As a little self-imposed project, I decided to shoot some old camera equipment. One of my favorites of all time is the original Nikon F, basically the camera that recorded the Sixties. It is all metal, small by today’s standards, and could bang out exposures forever. I was too young to join in chronicling that turbulent decade, but I still managed to obtain a used ‘F’ later in life.
Of course, time passes and digital capture takes over and one can easily forget the old (film) ways. But in a fit of Spring Cleaning effort the other day (in mid Winter), I found the old ‘F’ in storage.
There’s something very cool about a camera that requires no battery and has no meter (some ‘F’s did have meters of course, but not this one).

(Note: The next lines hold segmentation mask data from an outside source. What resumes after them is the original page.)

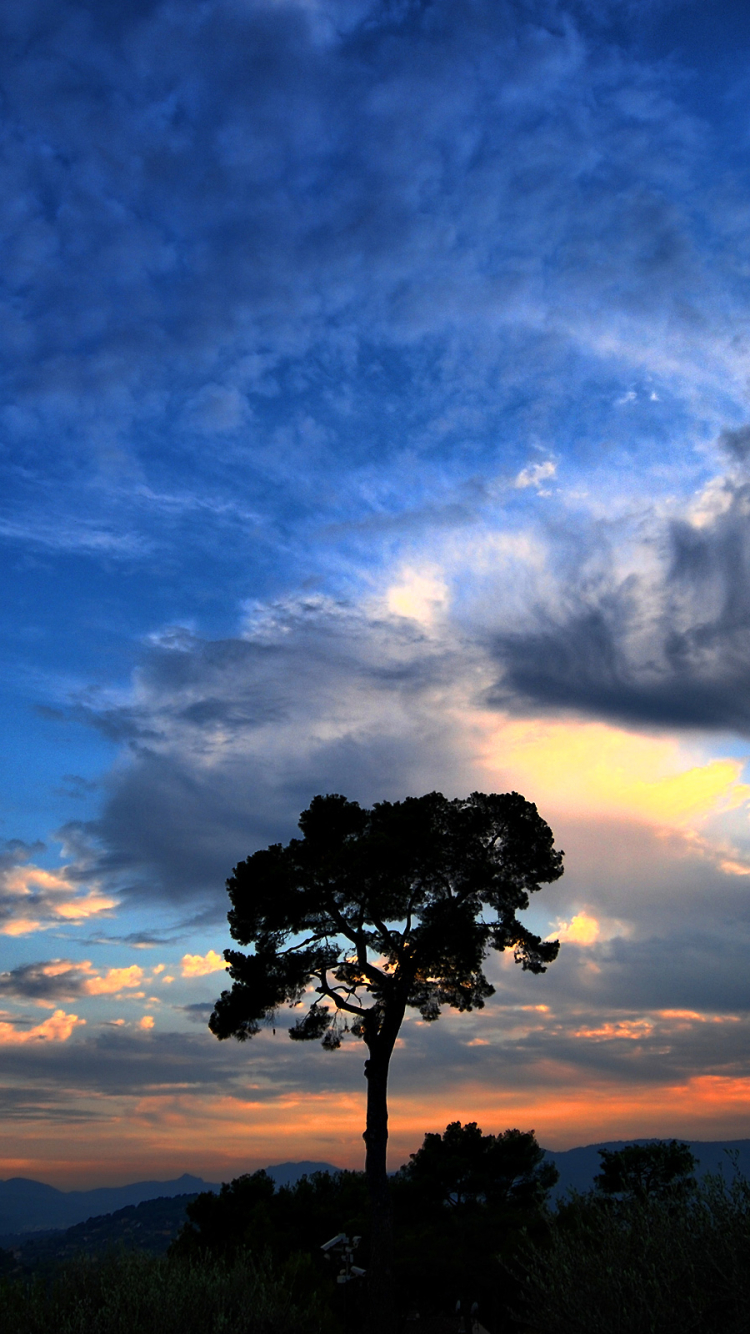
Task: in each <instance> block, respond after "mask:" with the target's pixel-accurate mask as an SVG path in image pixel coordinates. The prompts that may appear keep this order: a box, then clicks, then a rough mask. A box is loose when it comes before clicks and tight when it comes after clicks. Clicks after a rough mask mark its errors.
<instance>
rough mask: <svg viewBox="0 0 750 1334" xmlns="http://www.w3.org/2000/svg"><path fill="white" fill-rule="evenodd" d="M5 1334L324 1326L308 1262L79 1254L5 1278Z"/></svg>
mask: <svg viewBox="0 0 750 1334" xmlns="http://www.w3.org/2000/svg"><path fill="white" fill-rule="evenodd" d="M0 1329H3V1331H4V1334H49V1331H51V1330H53V1331H55V1334H322V1331H323V1330H326V1331H328V1330H330V1329H331V1318H330V1313H328V1311H327V1310H326V1307H324V1305H323V1303H322V1302H320V1298H319V1297H316V1294H315V1291H314V1283H312V1282H311V1273H310V1262H306V1261H303V1259H298V1261H294V1262H290V1263H288V1265H287V1266H284V1267H282V1269H278V1270H275V1271H272V1270H271V1269H270V1266H268V1265H267V1263H262V1262H258V1261H255V1259H254V1258H251V1257H250V1255H247V1254H243V1253H238V1255H236V1257H235V1259H234V1261H232V1262H231V1263H227V1262H226V1261H223V1259H215V1261H211V1259H208V1258H207V1257H203V1258H202V1259H200V1262H198V1263H190V1262H187V1261H184V1259H183V1261H180V1259H173V1258H172V1259H168V1258H155V1257H151V1255H145V1254H137V1253H120V1254H112V1255H109V1257H108V1258H105V1259H100V1261H91V1259H87V1258H85V1257H80V1258H79V1259H77V1261H69V1262H68V1263H67V1265H64V1266H60V1267H59V1269H56V1270H53V1271H52V1273H51V1274H44V1273H41V1271H37V1273H35V1274H33V1275H32V1277H31V1278H25V1279H5V1281H4V1282H1V1283H0Z"/></svg>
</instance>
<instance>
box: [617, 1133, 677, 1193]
mask: <svg viewBox="0 0 750 1334" xmlns="http://www.w3.org/2000/svg"><path fill="white" fill-rule="evenodd" d="M599 1157H601V1159H602V1170H601V1173H599V1174H598V1175H597V1177H594V1185H595V1186H597V1189H598V1190H602V1191H603V1193H605V1194H606V1195H631V1197H633V1198H634V1199H646V1198H647V1197H649V1195H655V1197H661V1198H663V1197H670V1195H679V1194H683V1193H685V1191H686V1190H689V1189H690V1187H691V1186H694V1185H695V1178H694V1175H693V1171H694V1169H695V1157H694V1154H693V1153H691V1151H690V1145H686V1143H683V1141H681V1139H669V1141H666V1139H657V1141H654V1142H653V1143H650V1145H626V1146H625V1149H599Z"/></svg>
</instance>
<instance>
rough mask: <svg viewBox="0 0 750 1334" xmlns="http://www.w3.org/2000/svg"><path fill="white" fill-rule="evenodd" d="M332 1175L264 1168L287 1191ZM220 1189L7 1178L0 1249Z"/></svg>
mask: <svg viewBox="0 0 750 1334" xmlns="http://www.w3.org/2000/svg"><path fill="white" fill-rule="evenodd" d="M336 1170H338V1169H336V1167H334V1166H332V1165H331V1163H320V1162H299V1163H275V1165H274V1166H271V1167H267V1169H266V1171H267V1173H268V1175H270V1177H272V1178H274V1181H275V1182H276V1185H278V1186H288V1185H290V1183H292V1182H295V1181H299V1178H300V1177H304V1175H306V1174H307V1175H310V1173H314V1171H336ZM220 1189H222V1187H220V1185H219V1183H218V1182H211V1181H203V1178H202V1177H191V1175H190V1173H184V1174H183V1175H181V1177H176V1178H175V1179H173V1181H136V1182H133V1183H132V1185H131V1186H100V1187H99V1189H97V1190H56V1187H55V1186H45V1185H44V1182H41V1181H32V1179H29V1178H28V1177H11V1178H9V1179H8V1181H0V1246H1V1245H3V1238H7V1237H17V1235H19V1234H21V1233H39V1231H49V1230H51V1229H65V1227H72V1226H73V1225H76V1223H83V1222H85V1219H88V1218H97V1217H100V1215H103V1214H112V1213H115V1211H116V1210H120V1209H125V1207H127V1206H129V1205H140V1203H143V1202H144V1201H147V1199H164V1198H172V1197H175V1195H196V1194H199V1193H200V1191H203V1190H212V1191H219V1190H220Z"/></svg>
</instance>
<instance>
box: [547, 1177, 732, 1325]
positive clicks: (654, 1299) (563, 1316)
mask: <svg viewBox="0 0 750 1334" xmlns="http://www.w3.org/2000/svg"><path fill="white" fill-rule="evenodd" d="M522 1269H523V1311H522V1314H523V1318H524V1322H526V1325H527V1326H528V1327H531V1329H532V1330H540V1331H543V1334H689V1331H690V1334H718V1331H721V1334H747V1331H749V1330H750V1183H749V1182H747V1181H745V1179H743V1178H742V1177H738V1175H735V1177H734V1179H733V1181H730V1182H727V1181H725V1178H723V1175H717V1177H706V1178H705V1181H703V1182H702V1183H701V1185H699V1186H697V1187H695V1189H694V1190H693V1191H691V1193H690V1194H689V1195H683V1197H682V1198H677V1199H675V1198H669V1197H663V1195H658V1194H657V1195H650V1197H646V1198H629V1199H623V1201H615V1199H607V1198H602V1197H601V1195H599V1194H597V1193H595V1191H593V1193H590V1194H589V1195H571V1197H569V1198H567V1199H566V1201H565V1202H563V1203H562V1205H559V1206H558V1210H556V1213H555V1214H552V1215H551V1218H550V1229H548V1233H547V1237H546V1239H544V1242H543V1243H539V1242H536V1243H535V1245H528V1246H527V1247H526V1255H524V1259H523V1265H522Z"/></svg>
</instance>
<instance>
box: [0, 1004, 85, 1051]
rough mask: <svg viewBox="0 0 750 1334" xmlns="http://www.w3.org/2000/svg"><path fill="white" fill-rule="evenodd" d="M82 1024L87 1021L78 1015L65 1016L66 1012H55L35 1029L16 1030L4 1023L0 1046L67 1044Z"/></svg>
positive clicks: (6, 1022)
mask: <svg viewBox="0 0 750 1334" xmlns="http://www.w3.org/2000/svg"><path fill="white" fill-rule="evenodd" d="M80 1023H85V1019H79V1017H77V1014H65V1011H64V1010H55V1014H52V1015H49V1018H48V1019H45V1021H44V1023H37V1025H35V1027H33V1029H16V1027H15V1025H12V1023H7V1022H5V1021H3V1022H0V1045H1V1046H4V1047H9V1046H17V1045H19V1043H23V1042H67V1041H68V1038H69V1037H71V1033H72V1031H73V1029H76V1027H77V1026H79V1025H80Z"/></svg>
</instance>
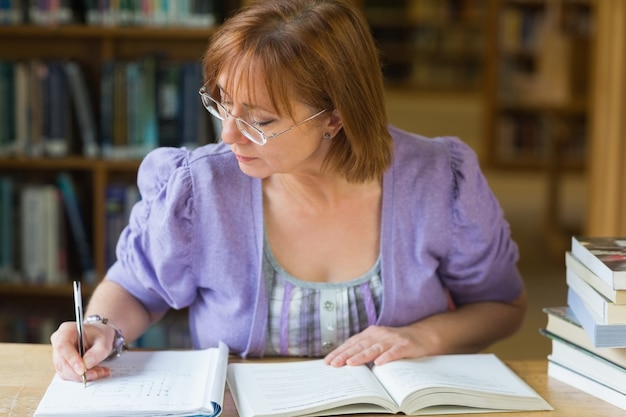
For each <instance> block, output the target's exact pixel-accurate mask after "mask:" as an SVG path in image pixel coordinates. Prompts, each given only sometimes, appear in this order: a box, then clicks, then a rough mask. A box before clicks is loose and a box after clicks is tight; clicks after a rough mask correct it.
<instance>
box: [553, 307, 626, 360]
mask: <svg viewBox="0 0 626 417" xmlns="http://www.w3.org/2000/svg"><path fill="white" fill-rule="evenodd" d="M543 311H544V313H546V315H547V316H548V321H547V324H546V327H545V329H542V330H541V332H542V333H544V334H546V335H548V336H550V335H553V336H555V337H559V338H561V339H564V340H566V341H568V342H570V343H573V344H574V345H576V346H579V347H580V348H582V349H585V350H588V351H590V352H593V353H594V354H596V355H598V356H601V357H603V358H605V359H607V360H609V361H611V362H613V363H616V364H618V365H620V366H623V367H626V349H624V348H620V347H597V346H596V344H597V342H595V341H592V340H591V339H590V338H589V335H588V334H587V332H585V329H583V327H582V325H581V324H580V322H579V321H578V319H577V318H576V316H575V315H574V312H573V311H572V309H571V308H569V307H568V306H558V307H546V308H544V309H543ZM622 332H623V334H624V336H623V337H624V339H625V340H626V326H622Z"/></svg>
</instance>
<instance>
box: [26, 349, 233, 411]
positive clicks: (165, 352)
mask: <svg viewBox="0 0 626 417" xmlns="http://www.w3.org/2000/svg"><path fill="white" fill-rule="evenodd" d="M227 361H228V348H226V347H225V345H223V347H220V349H217V348H214V349H205V350H196V351H130V352H126V353H124V354H123V355H122V356H120V357H119V358H117V359H115V360H113V361H111V362H105V363H104V365H105V366H108V367H110V368H111V372H112V375H111V376H110V377H109V378H104V379H101V380H97V381H88V382H87V386H86V387H84V386H83V384H82V382H74V381H65V380H62V379H61V378H60V377H59V375H58V374H57V375H55V376H54V379H53V380H52V382H51V383H50V385H49V387H48V389H47V391H46V393H45V394H44V397H43V398H42V400H41V402H40V403H39V406H38V408H37V411H36V412H35V416H36V417H39V416H86V415H89V416H105V415H106V416H111V415H116V416H126V415H137V414H142V413H148V414H166V413H172V414H177V413H181V412H187V413H188V412H192V411H198V410H205V411H208V412H209V413H210V414H214V413H216V412H219V411H221V404H222V402H223V393H224V388H225V382H224V379H225V372H226V366H227ZM220 367H221V370H220V369H219V368H220ZM220 374H221V375H222V377H221V378H222V381H219V378H220ZM211 378H213V379H211ZM220 387H221V394H220ZM220 395H221V396H220ZM205 397H206V399H205ZM211 401H216V402H218V406H217V409H215V408H216V407H215V405H213V404H211Z"/></svg>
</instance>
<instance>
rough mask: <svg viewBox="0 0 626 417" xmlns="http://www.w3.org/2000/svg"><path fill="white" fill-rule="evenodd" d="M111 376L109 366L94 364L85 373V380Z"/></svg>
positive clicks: (95, 379) (110, 368)
mask: <svg viewBox="0 0 626 417" xmlns="http://www.w3.org/2000/svg"><path fill="white" fill-rule="evenodd" d="M109 376H111V368H108V367H106V366H100V365H98V366H94V367H93V368H91V369H88V370H87V372H86V373H85V377H86V378H87V381H95V380H96V379H101V378H107V377H109Z"/></svg>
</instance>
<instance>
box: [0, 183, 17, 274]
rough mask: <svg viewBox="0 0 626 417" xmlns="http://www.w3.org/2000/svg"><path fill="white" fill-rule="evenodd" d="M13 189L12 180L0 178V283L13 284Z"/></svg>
mask: <svg viewBox="0 0 626 417" xmlns="http://www.w3.org/2000/svg"><path fill="white" fill-rule="evenodd" d="M14 188H15V187H14V182H13V179H12V178H10V177H2V178H0V282H13V281H14V280H15V270H14V268H15V265H14V261H13V243H14V242H13V234H14V228H13V224H14V222H13V196H14Z"/></svg>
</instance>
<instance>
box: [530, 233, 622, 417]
mask: <svg viewBox="0 0 626 417" xmlns="http://www.w3.org/2000/svg"><path fill="white" fill-rule="evenodd" d="M565 265H566V280H567V287H568V290H567V291H568V292H567V306H561V307H548V308H545V309H544V312H545V313H546V314H547V316H548V321H547V325H546V328H545V329H541V332H542V334H544V335H545V336H546V337H548V338H550V339H551V342H552V352H551V354H550V355H549V356H548V375H549V376H551V377H553V378H556V379H558V380H561V381H563V382H565V383H567V384H569V385H571V386H574V387H576V388H578V389H580V390H582V391H585V392H587V393H589V394H591V395H594V396H596V397H598V398H600V399H603V400H604V401H607V402H609V403H611V404H613V405H616V406H618V407H620V408H622V409H625V410H626V238H613V237H580V236H574V237H572V246H571V251H570V252H566V254H565Z"/></svg>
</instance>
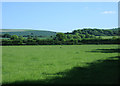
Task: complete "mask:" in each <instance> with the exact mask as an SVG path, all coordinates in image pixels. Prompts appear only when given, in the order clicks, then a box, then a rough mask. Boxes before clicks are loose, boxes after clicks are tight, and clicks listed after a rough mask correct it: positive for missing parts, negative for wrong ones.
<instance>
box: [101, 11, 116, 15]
mask: <svg viewBox="0 0 120 86" xmlns="http://www.w3.org/2000/svg"><path fill="white" fill-rule="evenodd" d="M115 13H116V12H115V11H104V12H102V14H115Z"/></svg>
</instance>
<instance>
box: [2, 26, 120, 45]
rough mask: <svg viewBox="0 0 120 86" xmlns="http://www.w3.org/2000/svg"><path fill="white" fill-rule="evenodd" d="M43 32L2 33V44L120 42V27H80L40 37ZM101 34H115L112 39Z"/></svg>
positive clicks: (29, 44)
mask: <svg viewBox="0 0 120 86" xmlns="http://www.w3.org/2000/svg"><path fill="white" fill-rule="evenodd" d="M40 35H41V34H37V35H35V34H34V35H33V34H32V32H31V35H28V36H27V38H24V36H20V35H19V36H18V35H10V34H9V33H5V34H2V35H1V37H3V38H8V39H2V45H80V44H119V41H120V39H119V38H118V37H116V36H119V29H118V28H115V29H109V30H106V29H90V28H84V29H78V30H74V31H72V32H71V33H69V32H67V33H56V34H55V35H51V36H50V38H47V39H39V36H40ZM101 36H113V37H112V38H111V39H102V38H101Z"/></svg>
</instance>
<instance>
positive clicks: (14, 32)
mask: <svg viewBox="0 0 120 86" xmlns="http://www.w3.org/2000/svg"><path fill="white" fill-rule="evenodd" d="M0 34H10V35H18V36H23V37H27V36H28V35H30V36H38V37H50V36H54V35H56V32H53V31H45V30H26V29H2V32H0Z"/></svg>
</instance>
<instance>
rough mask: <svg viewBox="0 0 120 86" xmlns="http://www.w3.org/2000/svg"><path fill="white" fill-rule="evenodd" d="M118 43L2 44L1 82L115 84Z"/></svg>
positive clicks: (8, 82) (12, 83)
mask: <svg viewBox="0 0 120 86" xmlns="http://www.w3.org/2000/svg"><path fill="white" fill-rule="evenodd" d="M117 48H118V45H41V46H2V83H3V84H9V85H11V84H117V83H118V78H119V74H118V62H119V58H118V52H119V50H118V49H117Z"/></svg>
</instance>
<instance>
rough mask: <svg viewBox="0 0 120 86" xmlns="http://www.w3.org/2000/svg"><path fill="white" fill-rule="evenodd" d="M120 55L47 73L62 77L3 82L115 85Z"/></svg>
mask: <svg viewBox="0 0 120 86" xmlns="http://www.w3.org/2000/svg"><path fill="white" fill-rule="evenodd" d="M108 51H109V52H111V53H113V52H114V53H115V52H119V51H118V50H117V49H110V50H109V49H101V53H103V52H105V53H106V52H108ZM119 62H120V59H119V56H116V57H109V59H107V60H98V61H96V62H93V63H87V64H88V66H86V67H79V66H77V67H73V68H72V69H71V70H68V71H64V72H58V73H55V74H47V73H46V75H62V77H53V78H52V79H46V80H35V81H16V82H14V83H9V84H3V86H6V85H10V86H18V85H19V86H21V85H24V86H27V85H29V86H42V85H72V84H73V85H91V84H92V85H95V84H101V85H103V84H105V85H107V84H108V85H109V84H111V85H113V84H114V85H115V84H120V83H119V81H120V76H119V66H120V65H119Z"/></svg>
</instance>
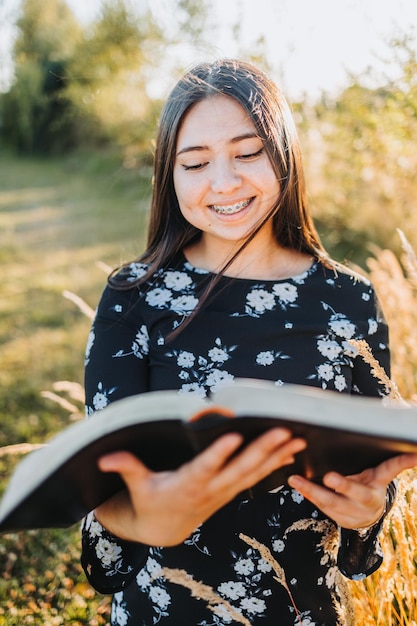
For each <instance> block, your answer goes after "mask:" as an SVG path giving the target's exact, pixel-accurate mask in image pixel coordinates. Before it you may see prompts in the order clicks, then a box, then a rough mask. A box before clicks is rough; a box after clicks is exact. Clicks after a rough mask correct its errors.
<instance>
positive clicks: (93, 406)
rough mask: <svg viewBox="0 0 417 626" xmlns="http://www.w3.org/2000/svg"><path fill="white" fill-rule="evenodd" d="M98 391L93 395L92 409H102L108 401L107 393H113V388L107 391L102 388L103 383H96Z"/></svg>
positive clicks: (107, 393) (108, 402) (110, 393)
mask: <svg viewBox="0 0 417 626" xmlns="http://www.w3.org/2000/svg"><path fill="white" fill-rule="evenodd" d="M97 387H98V391H97V392H96V393H95V394H94V396H93V408H94V411H100V410H101V409H104V407H106V406H107V405H108V403H109V395H110V394H112V393H113V391H114V388H113V389H110V390H109V391H107V390H105V389H103V383H101V382H100V383H98V385H97Z"/></svg>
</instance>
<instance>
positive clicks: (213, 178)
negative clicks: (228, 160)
mask: <svg viewBox="0 0 417 626" xmlns="http://www.w3.org/2000/svg"><path fill="white" fill-rule="evenodd" d="M241 182H242V181H241V177H240V175H239V173H238V172H237V171H236V168H235V167H234V165H233V164H232V163H230V162H229V161H228V160H226V159H225V160H222V161H220V162H219V163H217V164H214V167H213V168H212V177H211V188H212V190H213V191H215V192H216V193H222V194H230V193H231V192H233V191H234V190H235V189H238V188H239V186H240V185H241Z"/></svg>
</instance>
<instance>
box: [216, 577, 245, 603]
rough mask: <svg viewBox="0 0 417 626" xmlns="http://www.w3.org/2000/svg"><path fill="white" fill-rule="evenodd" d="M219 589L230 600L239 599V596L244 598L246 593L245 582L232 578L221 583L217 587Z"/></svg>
mask: <svg viewBox="0 0 417 626" xmlns="http://www.w3.org/2000/svg"><path fill="white" fill-rule="evenodd" d="M217 591H218V592H219V593H220V594H221V595H222V596H225V597H226V598H229V599H230V600H238V598H243V596H244V595H245V593H246V588H245V585H244V584H243V583H241V582H235V581H233V580H230V581H228V582H224V583H221V584H220V585H219V586H218V587H217Z"/></svg>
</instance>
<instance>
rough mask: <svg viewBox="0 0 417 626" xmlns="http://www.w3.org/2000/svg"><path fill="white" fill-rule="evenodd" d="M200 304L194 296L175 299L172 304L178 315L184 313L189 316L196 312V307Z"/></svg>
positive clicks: (173, 307) (174, 299) (174, 298)
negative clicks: (194, 311)
mask: <svg viewBox="0 0 417 626" xmlns="http://www.w3.org/2000/svg"><path fill="white" fill-rule="evenodd" d="M197 304H198V300H197V298H195V297H194V296H185V295H184V296H178V298H174V299H173V300H172V302H171V308H172V310H173V311H175V312H176V313H184V314H189V313H191V312H192V311H194V309H195V307H196V306H197Z"/></svg>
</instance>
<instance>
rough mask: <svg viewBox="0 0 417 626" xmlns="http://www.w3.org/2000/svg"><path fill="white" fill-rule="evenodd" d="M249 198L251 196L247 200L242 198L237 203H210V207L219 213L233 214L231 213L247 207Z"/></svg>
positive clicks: (230, 214) (222, 214)
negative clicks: (224, 204) (220, 204)
mask: <svg viewBox="0 0 417 626" xmlns="http://www.w3.org/2000/svg"><path fill="white" fill-rule="evenodd" d="M251 200H252V198H249V200H243V201H242V202H238V204H227V205H217V204H212V205H211V208H212V209H213V210H214V211H216V213H220V214H221V215H233V213H239V211H241V210H242V209H244V208H245V207H247V206H248V204H249V202H250V201H251Z"/></svg>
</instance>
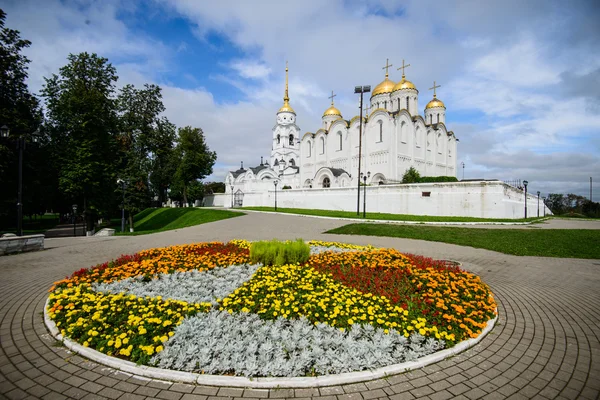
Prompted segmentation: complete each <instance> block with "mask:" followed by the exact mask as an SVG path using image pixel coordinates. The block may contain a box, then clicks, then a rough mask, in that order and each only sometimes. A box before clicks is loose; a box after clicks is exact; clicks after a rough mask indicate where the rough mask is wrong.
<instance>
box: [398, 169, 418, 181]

Once on a cross-country trip, a park ranger at the Grand Canyon advised a group of visitors that, should your camera’s battery die, you can be very successful simply using the exposure guide that came with the film (in that case Kodachrome 25). This was true at the time as most cameras had mechanical shutters which would fire sans battery.
“A sunny day” he said, “is remarkably consistent anywhere in the world: with Kodachrome 25, 1/125th at F8 is just about all you need to know, and then increase three stops for the shadows if necessary”.
‘So Elegant!’ I thought and proceeded to shoot most of the Grand Canyon following the chart that came in the box with my Olympus OM-1.
Here’s the actual sheet from Kodachrome 25:
Presently, I coach/teach some budding photographers and I think it is so easy to over complicate things and get confused with exposure compensation buttons to offset the exposure that the camera is getting wrong in the first place, and auto-iso, auto-shutterspeed and auto-aperture. It can be intimidating to turn that stuff off. So I often remember what the park ranger told me on that hot day at the South Rim, and on a sunny day in Maine, we go out and shoot all manual. It’s so simple.